Ведь были же и у меня воспоминания…
Я догадывался: сестра имела некоторые обиды на ушедшего отца, и в сердцах может нафантазировать лишнего.
У меня обид на родителей не было: напротив, с каждым собственным прожитым годом я понимал и любил родителей все сильнее, и они все чаще приходили ночью к изголовью моей кровати: мы ловили с отцом рыбу, ходили по грибы, стреляли в кандалакшских сопках из малокалиберной винтовки по банкам, мать готовила по весне щи из крапивы, отложив книгу, рассказывала мне про блокаду, как ловили ракетчиков, показывала, как маленькая Надежда после обстрела хлопала себя по щекам: «Ой, мамочка, что тут было!», и мать, придя с работы, вытаскивала ее из подушек в дальней от зоны обстрела комнате и целовала сухими губами: «Ничего, доченька, скоро победим!» – «Я этому Гитлеру как дам! – Надюшка била кулачком по холодной подушке. – Он у меня узнает!»
Я представляю себе сестру – в полутемной холодной квартире, обложенную подушками, матрасами, в шерстяном платке поверх пальто, шапке, варежках – она ждет маму с работы, мама работает в домоуправлении железнодорожных домов тут же, на 2-й Советской улице, и забирает дочку лишь при объявлении воздушной тревоги, чтобы спуститься с ней в бомбоубежище.

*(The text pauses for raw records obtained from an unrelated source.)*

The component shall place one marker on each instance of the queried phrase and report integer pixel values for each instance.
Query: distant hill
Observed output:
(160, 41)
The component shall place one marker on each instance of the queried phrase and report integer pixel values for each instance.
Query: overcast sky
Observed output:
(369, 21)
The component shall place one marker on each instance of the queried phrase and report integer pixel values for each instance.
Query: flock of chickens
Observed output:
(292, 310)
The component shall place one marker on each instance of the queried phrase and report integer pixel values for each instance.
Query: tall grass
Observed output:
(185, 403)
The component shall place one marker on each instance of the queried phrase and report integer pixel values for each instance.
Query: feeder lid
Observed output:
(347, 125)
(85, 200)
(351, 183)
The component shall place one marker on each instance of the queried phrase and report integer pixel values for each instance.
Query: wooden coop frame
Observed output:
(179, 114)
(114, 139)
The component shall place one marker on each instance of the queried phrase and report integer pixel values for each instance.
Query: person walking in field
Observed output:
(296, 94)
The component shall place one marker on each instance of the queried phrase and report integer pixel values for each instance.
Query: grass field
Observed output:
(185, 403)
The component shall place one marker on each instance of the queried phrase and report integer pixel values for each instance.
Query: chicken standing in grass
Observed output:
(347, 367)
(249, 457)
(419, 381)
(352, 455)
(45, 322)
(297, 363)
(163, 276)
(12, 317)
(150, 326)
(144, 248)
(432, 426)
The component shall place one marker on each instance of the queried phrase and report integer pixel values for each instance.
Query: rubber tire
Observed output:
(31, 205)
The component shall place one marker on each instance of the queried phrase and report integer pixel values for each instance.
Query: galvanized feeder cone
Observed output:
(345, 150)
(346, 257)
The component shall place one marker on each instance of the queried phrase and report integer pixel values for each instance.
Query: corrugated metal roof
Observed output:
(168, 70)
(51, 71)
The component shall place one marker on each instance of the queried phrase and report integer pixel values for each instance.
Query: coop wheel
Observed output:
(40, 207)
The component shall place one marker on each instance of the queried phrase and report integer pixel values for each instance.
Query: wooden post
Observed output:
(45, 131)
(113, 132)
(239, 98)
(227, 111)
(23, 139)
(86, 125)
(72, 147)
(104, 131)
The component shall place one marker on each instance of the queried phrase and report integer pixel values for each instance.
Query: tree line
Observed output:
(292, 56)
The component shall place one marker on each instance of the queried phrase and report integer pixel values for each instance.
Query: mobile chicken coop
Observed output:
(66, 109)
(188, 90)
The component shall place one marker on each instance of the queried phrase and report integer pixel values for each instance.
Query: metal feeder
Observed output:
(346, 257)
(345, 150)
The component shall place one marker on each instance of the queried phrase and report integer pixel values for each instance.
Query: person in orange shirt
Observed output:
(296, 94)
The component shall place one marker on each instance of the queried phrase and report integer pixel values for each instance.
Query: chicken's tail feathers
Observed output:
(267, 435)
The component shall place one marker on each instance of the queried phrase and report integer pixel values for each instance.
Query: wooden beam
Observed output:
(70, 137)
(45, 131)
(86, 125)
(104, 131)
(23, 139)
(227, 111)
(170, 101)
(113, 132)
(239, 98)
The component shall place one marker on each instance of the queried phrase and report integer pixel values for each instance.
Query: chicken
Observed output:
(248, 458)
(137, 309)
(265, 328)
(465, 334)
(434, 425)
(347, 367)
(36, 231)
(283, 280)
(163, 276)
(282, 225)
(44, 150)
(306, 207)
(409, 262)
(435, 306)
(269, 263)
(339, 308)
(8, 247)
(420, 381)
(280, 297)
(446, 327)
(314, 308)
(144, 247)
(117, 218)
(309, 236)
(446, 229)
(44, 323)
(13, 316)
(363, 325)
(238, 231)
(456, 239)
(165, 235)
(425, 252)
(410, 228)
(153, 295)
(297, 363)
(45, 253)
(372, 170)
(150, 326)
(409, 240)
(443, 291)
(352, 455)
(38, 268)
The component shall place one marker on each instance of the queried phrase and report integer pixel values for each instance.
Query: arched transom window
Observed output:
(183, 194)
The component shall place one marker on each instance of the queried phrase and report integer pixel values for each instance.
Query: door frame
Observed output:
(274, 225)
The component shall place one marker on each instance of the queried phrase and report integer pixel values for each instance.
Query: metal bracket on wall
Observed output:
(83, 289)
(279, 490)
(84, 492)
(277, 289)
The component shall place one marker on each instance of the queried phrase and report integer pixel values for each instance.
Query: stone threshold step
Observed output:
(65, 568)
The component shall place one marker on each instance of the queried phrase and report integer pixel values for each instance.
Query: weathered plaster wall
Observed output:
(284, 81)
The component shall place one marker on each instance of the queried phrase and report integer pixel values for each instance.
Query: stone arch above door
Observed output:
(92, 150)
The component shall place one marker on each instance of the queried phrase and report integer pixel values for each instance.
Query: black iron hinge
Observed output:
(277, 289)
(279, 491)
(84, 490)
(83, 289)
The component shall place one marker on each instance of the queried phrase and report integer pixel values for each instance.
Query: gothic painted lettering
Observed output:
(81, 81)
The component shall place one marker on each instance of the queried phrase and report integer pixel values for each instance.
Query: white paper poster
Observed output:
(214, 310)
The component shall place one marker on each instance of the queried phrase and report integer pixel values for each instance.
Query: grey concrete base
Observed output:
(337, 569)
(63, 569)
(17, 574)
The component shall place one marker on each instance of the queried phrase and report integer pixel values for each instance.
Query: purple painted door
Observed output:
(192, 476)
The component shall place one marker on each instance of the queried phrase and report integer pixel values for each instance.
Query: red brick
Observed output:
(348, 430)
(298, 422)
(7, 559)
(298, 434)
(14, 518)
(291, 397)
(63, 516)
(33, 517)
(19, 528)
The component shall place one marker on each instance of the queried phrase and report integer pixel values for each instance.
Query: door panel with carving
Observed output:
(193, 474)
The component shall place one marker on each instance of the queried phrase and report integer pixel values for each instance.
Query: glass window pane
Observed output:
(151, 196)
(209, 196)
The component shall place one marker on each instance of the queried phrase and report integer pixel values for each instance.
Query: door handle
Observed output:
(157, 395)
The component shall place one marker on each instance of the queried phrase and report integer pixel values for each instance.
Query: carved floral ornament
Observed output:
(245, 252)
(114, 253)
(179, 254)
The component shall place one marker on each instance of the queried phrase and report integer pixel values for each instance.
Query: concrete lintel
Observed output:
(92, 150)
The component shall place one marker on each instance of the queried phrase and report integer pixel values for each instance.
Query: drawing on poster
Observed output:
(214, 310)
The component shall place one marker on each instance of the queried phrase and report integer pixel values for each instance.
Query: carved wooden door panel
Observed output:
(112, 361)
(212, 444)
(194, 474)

И целый день она одна под разрывы снарядов – близких (если били по Институту переливания крови, что виден из окон комнаты, в которой по всем обстрельным правилам мать оставляла дочку) и далеких – если немец бил по Московскому вокзалу и площади Восстания. С началом обстрела Надежда прячет кукол и сама прячется под холодные подушки.
Мать с отцом сдавали кровь – донорам полагался дополнительный паек.
Что сказалось: спрессованная войной детская энергия или чувство победительницы, отстоявшей свой дом, свое место («Вот, я со своей мамочкой и куклами никуда отсюда не ушла!»), гены или что другое – не знаю, но Надежда была во все годы такой заводилой во дворе, что вернувшиеся из эвакуации старшие ребята от ее проделок только глазами хлопали. И в школе, где Надежда сначала работала пионервожатой, а после института стала преподавать английский, только ей доверяли сложные дипломатические переговоры всех уровней, и только она могла вытянуть безнадежную, казалось бы, ситуацию.